NAmerico Energy Holdings LLC’s newly formed Pecos Trail Pipeline Co. is planning a 468-mile intrastate natural gas system originating in West Texas and terminating at various points around Corpus Christi, TX.
The 42-inch diameter system would have 1.85 Bcf/d of capacity from the greater Permian Basin to the Texas Gulf Coast, “a rapidly emerging premium destination for natural gas supply in the U.S.,” the company said.
NAmerico is developing the system in partnership with Cresta Energy Fund I LP, a newly formed investment fund focused on energy infrastructure. “The system will be an efficient link connecting phenomenal growth in the Permian with equally impressive market growth in the Texas Gulf Coast.” the company said.

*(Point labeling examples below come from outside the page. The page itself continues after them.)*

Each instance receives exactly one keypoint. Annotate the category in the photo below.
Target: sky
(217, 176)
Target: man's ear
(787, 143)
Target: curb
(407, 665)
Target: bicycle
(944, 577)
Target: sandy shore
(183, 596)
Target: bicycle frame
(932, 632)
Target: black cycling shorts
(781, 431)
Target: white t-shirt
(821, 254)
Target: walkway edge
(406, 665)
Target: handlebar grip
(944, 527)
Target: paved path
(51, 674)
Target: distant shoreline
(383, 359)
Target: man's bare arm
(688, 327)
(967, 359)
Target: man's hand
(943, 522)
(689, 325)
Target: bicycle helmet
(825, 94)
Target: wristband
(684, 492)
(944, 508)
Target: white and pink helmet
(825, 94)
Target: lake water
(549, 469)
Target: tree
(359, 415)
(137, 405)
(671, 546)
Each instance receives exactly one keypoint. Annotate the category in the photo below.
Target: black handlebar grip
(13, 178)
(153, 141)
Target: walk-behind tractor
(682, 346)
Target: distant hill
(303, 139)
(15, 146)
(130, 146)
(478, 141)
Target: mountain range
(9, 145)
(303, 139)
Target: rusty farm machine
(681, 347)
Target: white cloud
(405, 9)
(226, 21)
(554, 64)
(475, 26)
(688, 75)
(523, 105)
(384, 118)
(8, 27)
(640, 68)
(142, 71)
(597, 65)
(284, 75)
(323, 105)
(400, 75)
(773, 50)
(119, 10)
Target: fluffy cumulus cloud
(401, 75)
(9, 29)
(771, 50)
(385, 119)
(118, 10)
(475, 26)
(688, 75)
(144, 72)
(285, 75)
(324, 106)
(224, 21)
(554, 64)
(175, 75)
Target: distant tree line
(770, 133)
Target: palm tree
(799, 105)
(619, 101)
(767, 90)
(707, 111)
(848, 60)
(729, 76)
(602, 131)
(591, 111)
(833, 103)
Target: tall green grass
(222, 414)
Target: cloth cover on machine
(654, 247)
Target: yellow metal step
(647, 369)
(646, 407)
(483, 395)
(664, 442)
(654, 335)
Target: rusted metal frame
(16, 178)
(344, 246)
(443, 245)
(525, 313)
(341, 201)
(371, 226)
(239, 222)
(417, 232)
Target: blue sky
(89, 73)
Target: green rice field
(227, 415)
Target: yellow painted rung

“We have been actively engaged in discussions with prospective shippers and stakeholders for several months to identify and design an ideal system to meet the timing and service specifics needed to allow Permian production activity to continue its impressive growth” said Jeff Welch, managing partner of NAmerico Partners LP.
Pecos Trail is slated to be operational in 2019, with anticipated deliveries into intrastate pipelines in Texas, in addition to Spectra Energy’s Valley Crossing Pipeline, The NET Mexico Header, and the Cheniere Energy Corpus Christi LNG Header system, subject to shipper commitments.
NAmerico said it expects that, based on current drilling activity, overall Permian production could more than quadruple by the middle of the next decade, with associated gas production reaching as much as 20 Bcf/d, far surpassing the region’s available takeaway options.
Included in that production gain is associated natural gas. NAmerico hired RBN Energy to analyze the need for more takeaway capacity from the Permian. Estimates are that with “moderate growth” there will be 8-10 Bcf/d of natural gas production coming out of the Permian by the end of this decade, Welch told NGI. “In that scenario new capacity is needed to provide flow assurance to Permian producers”
And there’s demand on the market end, too.
“The evolution of the South Texas market with export initiatives and industrial load growth has significantly changed the dynamics of that market. In and around the Corpus Christi area we’re seeing tremendous demand for incremental gas supply,” he said.
“...[T]he upstream sector in pursuit of oil exploitation does not want to be constrained because of natural gas takeaway. But the perfect marriage of that is a very significantly growing consumption market in and around Corpus Christi, including Agua Dulce…Some of that is LNG exports, some of that is Mexico exports and some of that is new industrial load.”
For information on obtaining pipeline capacity, contact Mary Morgan, firstname.lastname@example.org, (214) 310-1230; or Welch, email@example.com.
Kinder Morgan Inc. (KMI) recently announced its plans for a 1.7 Bcf/d Permian-to-Gulf Coast pipeline called the Gulf Coast Express Pipeline.
Commenting on the KMI project, East Daley Capital analyst Justin Carlson wrote in a recent note that “On the surface the project appears viable given the booming growth of the Permian, the recent drop in gas production in the Eagle Ford, and the need for more gas at Agua Dulce to feed Spectra’s Valley Crossing Pipeline’s exports to Mexico by 2019. However, looking deeper into the production fundamentals throws some cold water on the project.”
Carlson said production in the Eagle Ford has changed significantly over the last six months as the number of rigs drilling in the Eagle Ford has more than doubled. “Due to the high IP [initial production] rates in the basin, the recent influx of rigs shows significant gross gas growth (about 2.5 Bcf/d) over the next few years per East Daley’s production model.”
Gas production from the Permian is also growing, but it is “tempered” by lower natural gas IP rates compared to those in the Eagle Ford, Carlson said, adding that the recently finished Trans-Pecos Pipeline and Comanche Trail Pipeline “will take significant volumes from the Permian over the next few years.
“Based on these current production and demand fundamentals we see a large-scale greenfield pipeline would be a tough sell to producers or marketers,” Carlson said.
However, KMI has a more bullish view. “Our fundamental analysis shows that Permian production is outgrowing existing takeaway pipeline capacity, and the Texas Gulf Coast is the logical destination for that production,” the company said in an email to NGI. “The purpose of the open season is to confirm our analysis, and at this point, we’re receiving strong indications of interest.”
Welch said he’s confident in the RBN analysis projecting robust gas production from the Permian. Pipelines serving Mexico are largely dependent upon demand from power generators there, and some of that demand won’t arrive until the early to middle part of the next decade, Welch said. Permian producers need more flow assurance than these projects can provide, he said.
Enterprise Products Partners LP also has talked about constructing a natural gas pipeline from the Permian to the Gulf Coast. “At this point it is under consideration but we have not made a final decision on moving forward with the project,” spokesman Rick Rainey told NGI.